Since you’ve been gone, today has been so empty.
Everywhere I look, I expect to see her, curled up in the corner, or sitting with her ears pricked up as she watches the squirrels in the garden. No more do I have to step over her as I go to draw the curtains, or have to ignore her pleading eyes as she watches me eat.
I didn’t have to go out in the rain today, or undertake the wet dog challenge upon returning home. I didn’t see her lopsided smile, tongue lolling out of her mouth, as she bounds in from the garden and gallops, literally horse-like, to the kitchen for a long drink.
A submissive underbelly was not presented to me for stroking.

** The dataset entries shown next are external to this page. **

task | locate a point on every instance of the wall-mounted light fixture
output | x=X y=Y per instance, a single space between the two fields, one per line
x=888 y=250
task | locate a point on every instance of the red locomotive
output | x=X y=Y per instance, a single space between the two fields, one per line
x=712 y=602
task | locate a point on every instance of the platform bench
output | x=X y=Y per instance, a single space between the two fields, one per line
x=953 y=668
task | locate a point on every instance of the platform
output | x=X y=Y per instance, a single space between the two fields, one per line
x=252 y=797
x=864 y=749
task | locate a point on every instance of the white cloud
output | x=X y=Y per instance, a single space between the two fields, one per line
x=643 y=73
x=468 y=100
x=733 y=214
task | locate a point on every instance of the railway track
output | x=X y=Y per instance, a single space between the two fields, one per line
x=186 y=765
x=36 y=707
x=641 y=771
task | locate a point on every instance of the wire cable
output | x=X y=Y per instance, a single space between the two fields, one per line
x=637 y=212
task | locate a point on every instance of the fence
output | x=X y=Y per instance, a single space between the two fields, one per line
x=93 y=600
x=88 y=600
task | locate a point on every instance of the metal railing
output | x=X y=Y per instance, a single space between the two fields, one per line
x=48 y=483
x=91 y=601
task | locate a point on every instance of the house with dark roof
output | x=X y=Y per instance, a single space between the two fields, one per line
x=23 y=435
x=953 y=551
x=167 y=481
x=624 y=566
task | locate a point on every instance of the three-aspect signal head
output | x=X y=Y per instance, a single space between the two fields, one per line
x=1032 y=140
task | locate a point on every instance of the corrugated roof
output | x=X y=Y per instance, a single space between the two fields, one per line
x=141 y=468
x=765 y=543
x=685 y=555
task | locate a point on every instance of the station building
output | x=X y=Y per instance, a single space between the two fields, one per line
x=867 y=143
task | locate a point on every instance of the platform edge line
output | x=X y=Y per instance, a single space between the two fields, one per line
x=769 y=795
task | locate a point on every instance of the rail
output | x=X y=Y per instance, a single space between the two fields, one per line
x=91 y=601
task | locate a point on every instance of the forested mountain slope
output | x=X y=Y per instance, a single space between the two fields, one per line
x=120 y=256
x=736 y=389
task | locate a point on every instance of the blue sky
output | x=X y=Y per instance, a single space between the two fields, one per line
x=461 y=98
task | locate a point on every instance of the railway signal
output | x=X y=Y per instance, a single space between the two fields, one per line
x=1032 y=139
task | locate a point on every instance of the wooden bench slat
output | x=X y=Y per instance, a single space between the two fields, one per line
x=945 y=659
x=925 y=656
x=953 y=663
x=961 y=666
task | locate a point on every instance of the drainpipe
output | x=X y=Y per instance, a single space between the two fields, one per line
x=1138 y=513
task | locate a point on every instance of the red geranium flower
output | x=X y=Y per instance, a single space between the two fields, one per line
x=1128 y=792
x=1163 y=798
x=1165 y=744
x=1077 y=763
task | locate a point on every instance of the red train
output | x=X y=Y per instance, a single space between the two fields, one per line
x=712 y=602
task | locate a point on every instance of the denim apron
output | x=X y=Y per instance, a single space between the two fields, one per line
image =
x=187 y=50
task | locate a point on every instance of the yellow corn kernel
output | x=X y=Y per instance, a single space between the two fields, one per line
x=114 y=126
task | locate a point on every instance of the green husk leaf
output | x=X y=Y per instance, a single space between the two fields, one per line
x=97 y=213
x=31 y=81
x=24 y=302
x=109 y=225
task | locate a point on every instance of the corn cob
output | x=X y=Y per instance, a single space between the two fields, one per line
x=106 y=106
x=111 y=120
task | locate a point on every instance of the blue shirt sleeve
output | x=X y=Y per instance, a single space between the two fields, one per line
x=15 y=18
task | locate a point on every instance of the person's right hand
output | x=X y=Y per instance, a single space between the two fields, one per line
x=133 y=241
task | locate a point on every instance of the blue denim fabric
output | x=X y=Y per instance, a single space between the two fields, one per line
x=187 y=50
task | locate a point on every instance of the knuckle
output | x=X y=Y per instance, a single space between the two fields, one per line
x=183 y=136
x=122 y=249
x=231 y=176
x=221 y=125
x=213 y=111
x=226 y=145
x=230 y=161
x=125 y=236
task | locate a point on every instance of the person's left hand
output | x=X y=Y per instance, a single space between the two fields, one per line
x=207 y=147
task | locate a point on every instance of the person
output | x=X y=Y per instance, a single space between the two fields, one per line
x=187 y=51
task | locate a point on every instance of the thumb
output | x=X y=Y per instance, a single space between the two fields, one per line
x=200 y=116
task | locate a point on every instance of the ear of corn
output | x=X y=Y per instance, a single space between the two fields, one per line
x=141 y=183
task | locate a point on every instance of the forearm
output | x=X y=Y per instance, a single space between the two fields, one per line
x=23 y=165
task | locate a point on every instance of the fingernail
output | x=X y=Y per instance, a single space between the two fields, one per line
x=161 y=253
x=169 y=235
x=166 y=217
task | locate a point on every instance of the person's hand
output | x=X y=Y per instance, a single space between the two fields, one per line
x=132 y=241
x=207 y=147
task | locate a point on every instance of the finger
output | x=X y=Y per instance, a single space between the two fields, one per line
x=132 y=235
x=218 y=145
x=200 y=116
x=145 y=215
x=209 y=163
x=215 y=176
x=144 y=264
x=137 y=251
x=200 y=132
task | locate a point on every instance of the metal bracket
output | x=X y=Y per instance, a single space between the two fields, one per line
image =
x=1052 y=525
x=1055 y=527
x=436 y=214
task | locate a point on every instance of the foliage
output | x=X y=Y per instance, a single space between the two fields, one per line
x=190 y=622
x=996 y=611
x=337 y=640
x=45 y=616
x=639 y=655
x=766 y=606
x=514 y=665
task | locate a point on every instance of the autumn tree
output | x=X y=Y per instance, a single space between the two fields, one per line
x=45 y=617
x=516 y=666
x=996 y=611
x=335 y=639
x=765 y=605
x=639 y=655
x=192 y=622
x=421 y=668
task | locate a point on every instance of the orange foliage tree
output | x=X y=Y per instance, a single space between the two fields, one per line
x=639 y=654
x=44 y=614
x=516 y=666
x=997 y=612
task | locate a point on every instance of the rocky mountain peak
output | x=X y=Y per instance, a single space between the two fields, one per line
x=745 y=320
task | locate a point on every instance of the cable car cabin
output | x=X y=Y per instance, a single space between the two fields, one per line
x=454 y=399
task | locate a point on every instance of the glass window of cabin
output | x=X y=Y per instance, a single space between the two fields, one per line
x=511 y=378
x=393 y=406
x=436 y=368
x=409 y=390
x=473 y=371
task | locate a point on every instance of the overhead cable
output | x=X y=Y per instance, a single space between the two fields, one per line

Nor was there a persistent nuzzle against my hand, requesting – no, demanding – to be loved.
There’s no comforting figure asleep on the floor beside my bed, and the gentle sound of her dog tag tinkling against her collar as she shakes herself – that’s gone too.
I can’t stop thinking about where she is and what she’s doing, and can only hope that she doesn’t feel as desolate as me. I hope she finds a wonderful owner soon. One who deserves her. Not me. Not a failure.
None of these feelings are new to me. This is just another loss adjustment that I will have to make. One day something is there, something I love and in which I find much pleasure and fulfilment. And the next, it is gone. Perhaps there is a lesson in all of this. A truth that I must learn. But for now, all I know for certain is that I miss, with a great, deep, yearning ache, how it used to be, and I mourn for what once was.